Monday, January 31, 2005

The Christmas vacation seems an awfully long time ago. I have more individual groups and have already had more group meetings than I'd had at the halfway point of last semester. I can barely keep track of everything I have to do, plus I went and signed up for a conversational French class, and I'm still working nearly every weekend in Toronto. I've already missed school due to being sick, and I feel like I'm letting my various groups down. From the amount of work I'm doing, I don't think this is the case, but I feel swamped one moment and lazy the next. Everything is going so quickly, I can hardly focus on the tasks at hand. Entering week four of semester two, I am certain of only three things:
  1. there is not enough time in a week to get everything you want finished
  2. there is enough time in a week to get what you NEED finished and,
  3. there are three full weeks ahead of me before Reading Week.
I had this passed weekend off, which was a pleasure, and even more importantly, it wasn't all filled to the brim with group work. So, not one to miss an opportunity, I invited Nick out to visit. I knew that I would have to take long breaks from him - he's as intense as ever - and those breaks would allow for homework doing. Mostly, it worked.

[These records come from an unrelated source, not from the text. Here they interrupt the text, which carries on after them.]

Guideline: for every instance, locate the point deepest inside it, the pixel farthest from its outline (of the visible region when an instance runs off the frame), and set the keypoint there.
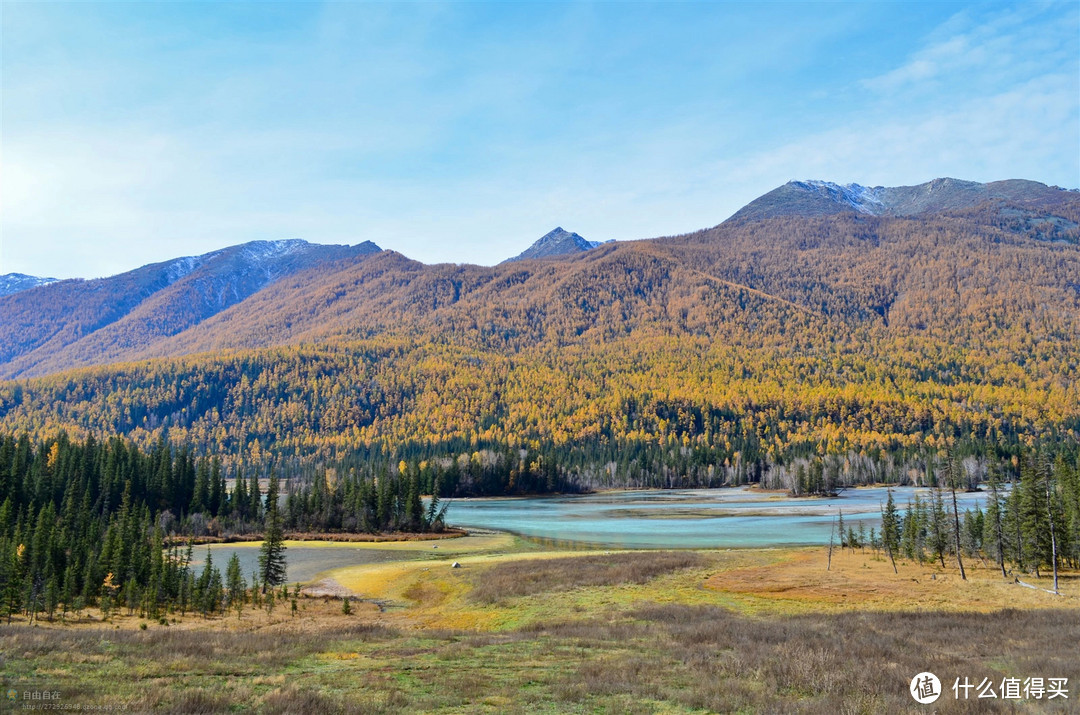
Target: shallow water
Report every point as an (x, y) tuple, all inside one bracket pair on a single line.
[(684, 518), (302, 563)]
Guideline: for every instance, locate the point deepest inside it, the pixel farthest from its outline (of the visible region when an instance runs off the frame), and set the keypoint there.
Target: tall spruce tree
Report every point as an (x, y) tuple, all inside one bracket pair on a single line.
[(272, 556)]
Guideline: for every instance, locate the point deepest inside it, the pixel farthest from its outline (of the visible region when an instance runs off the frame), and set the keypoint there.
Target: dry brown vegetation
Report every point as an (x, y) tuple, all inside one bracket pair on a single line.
[(527, 578), (671, 658)]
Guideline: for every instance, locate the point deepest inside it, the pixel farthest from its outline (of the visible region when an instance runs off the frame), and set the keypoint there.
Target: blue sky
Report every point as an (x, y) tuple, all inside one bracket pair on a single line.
[(462, 132)]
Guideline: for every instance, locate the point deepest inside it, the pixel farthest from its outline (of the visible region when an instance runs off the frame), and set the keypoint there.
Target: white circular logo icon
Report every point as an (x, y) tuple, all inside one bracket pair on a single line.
[(926, 688)]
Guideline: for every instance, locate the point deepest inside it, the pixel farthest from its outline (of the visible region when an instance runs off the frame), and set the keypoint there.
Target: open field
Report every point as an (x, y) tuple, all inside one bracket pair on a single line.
[(520, 630)]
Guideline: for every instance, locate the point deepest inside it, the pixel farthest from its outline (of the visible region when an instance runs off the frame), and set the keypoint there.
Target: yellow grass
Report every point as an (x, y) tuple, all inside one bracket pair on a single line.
[(798, 581)]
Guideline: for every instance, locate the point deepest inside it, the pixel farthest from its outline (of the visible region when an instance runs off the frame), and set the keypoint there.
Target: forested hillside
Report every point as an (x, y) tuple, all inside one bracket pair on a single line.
[(850, 346)]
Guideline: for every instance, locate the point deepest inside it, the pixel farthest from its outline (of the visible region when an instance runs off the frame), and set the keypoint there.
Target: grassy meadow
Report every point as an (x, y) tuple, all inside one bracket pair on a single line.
[(520, 628)]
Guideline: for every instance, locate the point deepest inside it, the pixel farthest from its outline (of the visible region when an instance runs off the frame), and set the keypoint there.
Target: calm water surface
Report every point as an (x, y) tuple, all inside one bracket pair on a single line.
[(684, 518)]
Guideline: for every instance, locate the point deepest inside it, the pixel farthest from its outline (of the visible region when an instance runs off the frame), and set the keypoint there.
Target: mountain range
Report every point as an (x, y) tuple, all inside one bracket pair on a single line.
[(819, 316)]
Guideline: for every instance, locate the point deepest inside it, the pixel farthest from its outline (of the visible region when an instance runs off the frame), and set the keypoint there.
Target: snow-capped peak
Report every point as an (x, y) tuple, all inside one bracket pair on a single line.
[(863, 199), (264, 250)]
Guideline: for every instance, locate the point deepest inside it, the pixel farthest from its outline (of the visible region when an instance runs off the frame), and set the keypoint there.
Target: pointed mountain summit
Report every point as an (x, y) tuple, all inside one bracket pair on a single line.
[(557, 242), (814, 198), (14, 282)]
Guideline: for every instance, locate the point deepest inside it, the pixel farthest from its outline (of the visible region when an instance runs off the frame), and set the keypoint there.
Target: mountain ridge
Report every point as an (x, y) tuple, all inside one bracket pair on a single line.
[(818, 198), (77, 322), (556, 242), (15, 282)]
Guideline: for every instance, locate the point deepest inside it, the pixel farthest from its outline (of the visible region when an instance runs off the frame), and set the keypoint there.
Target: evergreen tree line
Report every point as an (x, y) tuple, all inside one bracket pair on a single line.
[(104, 524), (1029, 522)]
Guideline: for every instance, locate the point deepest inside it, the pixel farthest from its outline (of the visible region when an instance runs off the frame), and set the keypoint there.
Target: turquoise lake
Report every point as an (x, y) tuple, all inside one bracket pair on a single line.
[(684, 518)]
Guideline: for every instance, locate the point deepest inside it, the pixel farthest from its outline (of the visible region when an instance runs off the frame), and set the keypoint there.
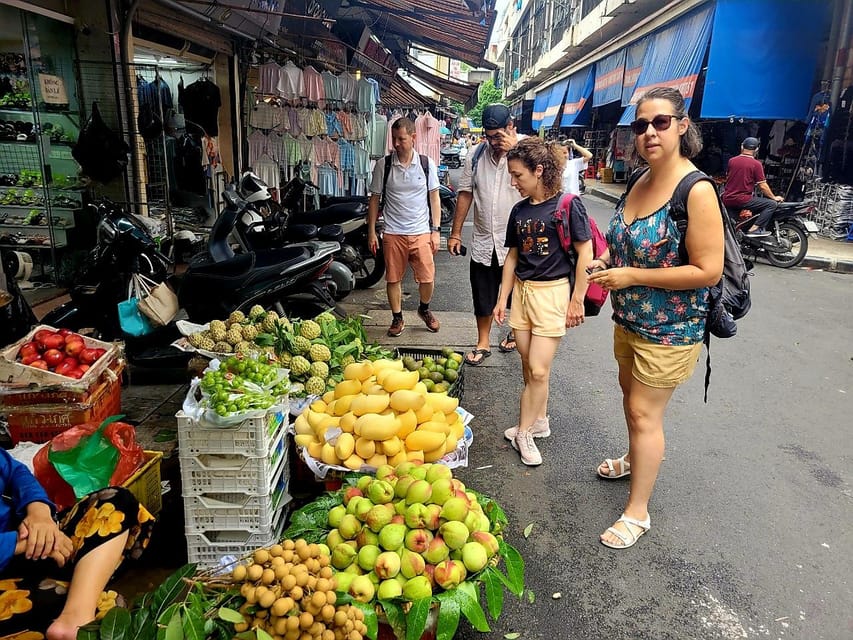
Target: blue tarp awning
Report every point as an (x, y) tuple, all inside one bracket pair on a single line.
[(773, 80), (673, 58), (609, 73), (577, 107)]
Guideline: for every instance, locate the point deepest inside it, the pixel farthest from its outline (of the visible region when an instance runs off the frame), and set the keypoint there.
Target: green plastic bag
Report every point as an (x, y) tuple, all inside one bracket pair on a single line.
[(88, 466)]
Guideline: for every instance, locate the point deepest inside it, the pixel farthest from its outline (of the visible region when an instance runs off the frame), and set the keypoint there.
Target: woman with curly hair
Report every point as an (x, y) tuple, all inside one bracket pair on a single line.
[(54, 567), (660, 301), (537, 272)]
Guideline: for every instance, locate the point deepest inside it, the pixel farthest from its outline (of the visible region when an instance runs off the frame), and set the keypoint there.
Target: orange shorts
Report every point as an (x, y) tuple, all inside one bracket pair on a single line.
[(400, 251)]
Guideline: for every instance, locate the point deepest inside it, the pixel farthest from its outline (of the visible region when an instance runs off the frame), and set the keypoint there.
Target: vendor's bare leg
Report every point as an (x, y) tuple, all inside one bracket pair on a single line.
[(88, 581)]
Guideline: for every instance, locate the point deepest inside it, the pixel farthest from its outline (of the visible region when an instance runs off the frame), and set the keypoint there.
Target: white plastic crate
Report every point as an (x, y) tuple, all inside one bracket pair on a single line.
[(231, 472), (235, 511), (207, 549), (251, 438)]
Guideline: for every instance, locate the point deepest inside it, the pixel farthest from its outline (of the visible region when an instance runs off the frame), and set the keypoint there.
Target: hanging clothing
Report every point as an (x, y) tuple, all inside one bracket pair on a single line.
[(201, 102)]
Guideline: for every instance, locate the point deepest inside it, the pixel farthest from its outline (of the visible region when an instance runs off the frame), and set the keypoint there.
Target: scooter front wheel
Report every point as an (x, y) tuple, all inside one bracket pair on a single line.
[(789, 247)]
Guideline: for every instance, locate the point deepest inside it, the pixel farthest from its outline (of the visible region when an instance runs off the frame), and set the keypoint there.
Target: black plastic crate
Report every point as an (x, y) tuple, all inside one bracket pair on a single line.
[(456, 389)]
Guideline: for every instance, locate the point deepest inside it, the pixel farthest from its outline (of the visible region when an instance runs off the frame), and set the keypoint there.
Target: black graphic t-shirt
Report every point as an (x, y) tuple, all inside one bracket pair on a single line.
[(532, 231)]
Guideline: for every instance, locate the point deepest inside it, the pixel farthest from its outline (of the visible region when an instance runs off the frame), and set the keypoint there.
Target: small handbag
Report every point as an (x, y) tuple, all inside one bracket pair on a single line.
[(160, 305), (130, 318)]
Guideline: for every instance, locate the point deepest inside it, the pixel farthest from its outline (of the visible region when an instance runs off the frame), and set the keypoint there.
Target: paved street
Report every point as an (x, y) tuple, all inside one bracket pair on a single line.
[(751, 518)]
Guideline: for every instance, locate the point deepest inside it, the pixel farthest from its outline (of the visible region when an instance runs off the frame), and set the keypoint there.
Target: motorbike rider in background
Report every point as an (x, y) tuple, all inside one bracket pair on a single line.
[(744, 173)]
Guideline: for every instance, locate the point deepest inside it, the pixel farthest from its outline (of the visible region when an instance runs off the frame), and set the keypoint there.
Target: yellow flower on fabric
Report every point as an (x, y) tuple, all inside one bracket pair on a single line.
[(107, 521), (15, 601)]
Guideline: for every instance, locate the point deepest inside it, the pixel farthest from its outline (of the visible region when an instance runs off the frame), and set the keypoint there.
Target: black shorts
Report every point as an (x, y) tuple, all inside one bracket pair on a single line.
[(485, 285)]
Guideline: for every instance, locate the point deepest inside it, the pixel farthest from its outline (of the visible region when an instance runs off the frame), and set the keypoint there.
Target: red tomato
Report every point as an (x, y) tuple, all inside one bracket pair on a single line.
[(74, 347), (88, 356), (53, 357)]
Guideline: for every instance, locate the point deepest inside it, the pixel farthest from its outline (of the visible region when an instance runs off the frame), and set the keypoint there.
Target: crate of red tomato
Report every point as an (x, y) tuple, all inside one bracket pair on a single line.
[(49, 357)]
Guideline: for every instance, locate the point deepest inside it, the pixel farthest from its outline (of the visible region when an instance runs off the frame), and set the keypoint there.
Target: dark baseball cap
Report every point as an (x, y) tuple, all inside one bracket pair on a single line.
[(496, 116)]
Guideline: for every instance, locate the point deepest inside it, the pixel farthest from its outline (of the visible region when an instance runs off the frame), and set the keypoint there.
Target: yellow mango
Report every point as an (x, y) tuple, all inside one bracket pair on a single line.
[(424, 440), (408, 422), (364, 404), (377, 427), (358, 371), (353, 462), (347, 388), (365, 448), (435, 454), (399, 380), (404, 399)]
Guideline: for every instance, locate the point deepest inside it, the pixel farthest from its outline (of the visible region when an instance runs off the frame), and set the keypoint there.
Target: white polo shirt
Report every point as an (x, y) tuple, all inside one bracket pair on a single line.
[(406, 195)]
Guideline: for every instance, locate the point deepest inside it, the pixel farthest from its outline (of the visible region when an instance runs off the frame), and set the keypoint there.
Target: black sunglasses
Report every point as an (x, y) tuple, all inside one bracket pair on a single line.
[(659, 122)]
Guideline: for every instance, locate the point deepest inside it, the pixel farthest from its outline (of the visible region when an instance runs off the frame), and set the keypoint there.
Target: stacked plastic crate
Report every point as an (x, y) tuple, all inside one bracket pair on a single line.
[(235, 485)]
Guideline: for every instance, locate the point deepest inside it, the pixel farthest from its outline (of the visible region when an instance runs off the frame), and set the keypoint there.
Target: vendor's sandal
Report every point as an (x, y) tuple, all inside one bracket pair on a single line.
[(473, 359), (507, 345), (630, 536), (612, 473)]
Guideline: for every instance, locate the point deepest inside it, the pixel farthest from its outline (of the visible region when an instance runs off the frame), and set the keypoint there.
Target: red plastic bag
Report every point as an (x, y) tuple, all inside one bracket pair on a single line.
[(120, 434)]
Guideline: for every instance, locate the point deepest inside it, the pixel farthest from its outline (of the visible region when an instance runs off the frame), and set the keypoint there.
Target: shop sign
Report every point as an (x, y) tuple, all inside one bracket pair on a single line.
[(52, 89)]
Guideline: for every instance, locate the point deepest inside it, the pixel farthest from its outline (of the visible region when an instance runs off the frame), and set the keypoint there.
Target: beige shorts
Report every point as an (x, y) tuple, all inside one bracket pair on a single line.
[(400, 251), (540, 307), (662, 366)]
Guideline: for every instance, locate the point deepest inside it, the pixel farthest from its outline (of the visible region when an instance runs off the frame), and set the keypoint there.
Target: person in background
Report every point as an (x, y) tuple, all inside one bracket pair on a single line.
[(84, 544), (574, 165), (537, 272), (489, 188), (659, 302), (412, 211), (744, 174)]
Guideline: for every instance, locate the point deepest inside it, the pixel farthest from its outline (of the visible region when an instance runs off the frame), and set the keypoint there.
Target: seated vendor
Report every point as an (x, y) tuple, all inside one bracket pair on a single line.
[(41, 550)]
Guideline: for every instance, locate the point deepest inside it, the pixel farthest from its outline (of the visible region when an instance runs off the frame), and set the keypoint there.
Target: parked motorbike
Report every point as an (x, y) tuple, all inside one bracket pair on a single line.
[(788, 242)]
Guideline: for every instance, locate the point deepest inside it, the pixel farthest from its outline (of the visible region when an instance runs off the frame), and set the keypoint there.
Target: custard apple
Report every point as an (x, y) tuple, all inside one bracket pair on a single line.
[(270, 320), (256, 313), (222, 347), (319, 353), (299, 366), (319, 370), (300, 344), (315, 386), (310, 330)]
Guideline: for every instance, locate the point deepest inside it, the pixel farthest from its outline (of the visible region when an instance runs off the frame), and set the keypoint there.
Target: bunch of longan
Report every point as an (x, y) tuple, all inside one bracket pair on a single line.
[(290, 593)]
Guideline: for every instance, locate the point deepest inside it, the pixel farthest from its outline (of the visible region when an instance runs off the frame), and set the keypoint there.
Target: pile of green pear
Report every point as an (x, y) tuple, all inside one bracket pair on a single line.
[(408, 532)]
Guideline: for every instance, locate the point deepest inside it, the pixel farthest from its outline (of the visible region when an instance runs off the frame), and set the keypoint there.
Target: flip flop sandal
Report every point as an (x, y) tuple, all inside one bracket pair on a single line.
[(483, 353), (503, 348), (611, 473), (629, 538)]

Having Nick here was really fun. It was the first time that my mother really got to meet him. Their previous encounters were usually less than an hour and hardly worth mentioning. Mom and Nick spent a lot of time talking, which was handy as that also afforded me time to do work and to conduct a phone interview with someone (we'll get to that later) for a project. Nick was also given ample time to work on his knitting, some of which he forgot here, and no one demanded he get up early in the day, which is good for him, too. He was a very good houseguest, though he smelled quite bad by Sunday night.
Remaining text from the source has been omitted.